ガソリンの暫定税率廃止は「環境」「分権」と整合性をとれ
鳩山由紀夫政権下で初めての2010年度予算編成と10年度税制改正作業において、論争の最大の火種になりそうなのが、揮発油税などの暫定税率廃止である。
鳩山政権は、民主党のマニフェストの目玉である暫定税率廃止を来年4月に断行する考えだ。これによって、ガソリンは1リットル当たり約25円下がり、10年度の税収は約2・5兆円も落ち込む。
2・5兆円の穴埋めは可能か
暫定税率が廃止されるのは、ガソリンに課税される“ガソリン税”(国税の揮発油税と国から地方に譲与される地方揮発油税の通称)のほか、軽油に課税される軽油引取税(地方税)、車両に課税される自動車重量税(国税、一部は地方に譲与)と自動車取得税(地方税)だ。これらの税金は主に道路の建設、維持・管理のための特定財源として、1970年代以降、本則税率に上乗せして暫定税率が課されてきた。
これにタクシー燃料などのLPG(液化石油ガス)に課税される石油ガス税(国税、本則税率のみ)を加えた道路特定財源が、09年度からは一般財源化され、道路整備以外にも使えるようになった。一般財源化されたのだから道路整備のための暫定税率は廃止する、というのが民主党の言い分だ。
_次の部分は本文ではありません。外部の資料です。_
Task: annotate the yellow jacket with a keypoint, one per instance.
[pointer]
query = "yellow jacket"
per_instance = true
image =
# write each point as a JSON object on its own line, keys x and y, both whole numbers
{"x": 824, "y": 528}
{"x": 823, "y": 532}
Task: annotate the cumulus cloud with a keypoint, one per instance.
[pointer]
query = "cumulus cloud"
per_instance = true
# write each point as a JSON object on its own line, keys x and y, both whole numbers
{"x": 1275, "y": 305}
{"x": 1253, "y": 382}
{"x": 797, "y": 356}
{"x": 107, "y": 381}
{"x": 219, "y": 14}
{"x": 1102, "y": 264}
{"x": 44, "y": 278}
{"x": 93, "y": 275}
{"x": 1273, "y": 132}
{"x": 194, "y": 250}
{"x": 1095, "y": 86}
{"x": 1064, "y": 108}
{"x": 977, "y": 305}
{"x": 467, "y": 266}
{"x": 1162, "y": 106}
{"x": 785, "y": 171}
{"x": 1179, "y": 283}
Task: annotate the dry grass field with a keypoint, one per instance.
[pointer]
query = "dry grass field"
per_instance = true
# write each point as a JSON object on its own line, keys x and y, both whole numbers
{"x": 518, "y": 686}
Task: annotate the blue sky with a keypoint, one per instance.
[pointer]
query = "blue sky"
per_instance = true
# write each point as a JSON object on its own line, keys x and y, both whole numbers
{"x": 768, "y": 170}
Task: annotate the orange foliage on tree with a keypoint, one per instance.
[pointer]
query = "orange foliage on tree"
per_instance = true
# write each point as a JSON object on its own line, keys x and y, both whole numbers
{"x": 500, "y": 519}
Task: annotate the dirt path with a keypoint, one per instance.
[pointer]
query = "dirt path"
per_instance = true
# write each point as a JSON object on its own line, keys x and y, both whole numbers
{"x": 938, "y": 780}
暫定税率を廃止することで、プラスの面もある。景気を浮揚させる効果が期待できるからだ。ただ、その恩恵は自動車利用者、特に自動車依存度の高い地方の住民や特定の業界に偏ってしまう点は否めない。
一方、暫定税率廃止によるマイナスの影響は大きい。
第一に、明らかに地球温暖化対策と矛盾することだ。民主党は、温室効果ガスを2020年に1990年比で25%削減する目標を掲げる。NGO(非政府組織)である「環境・持続社会」研究センターの足立治郎事務局長は、「民主党の政策は筋が通っていない。暫定税率を廃止するなら、それを上回る税率でCO2排出に課税する炭素税を導入すべきだ」と主張する。
民主党のマニフェストにも、将来の地球温暖化対策税(仮称)導入が明記されており、一部には暫定税率廃止分を温暖化対策税に振り替える案も浮上している。だが、まだ議論は進んでいないようだ。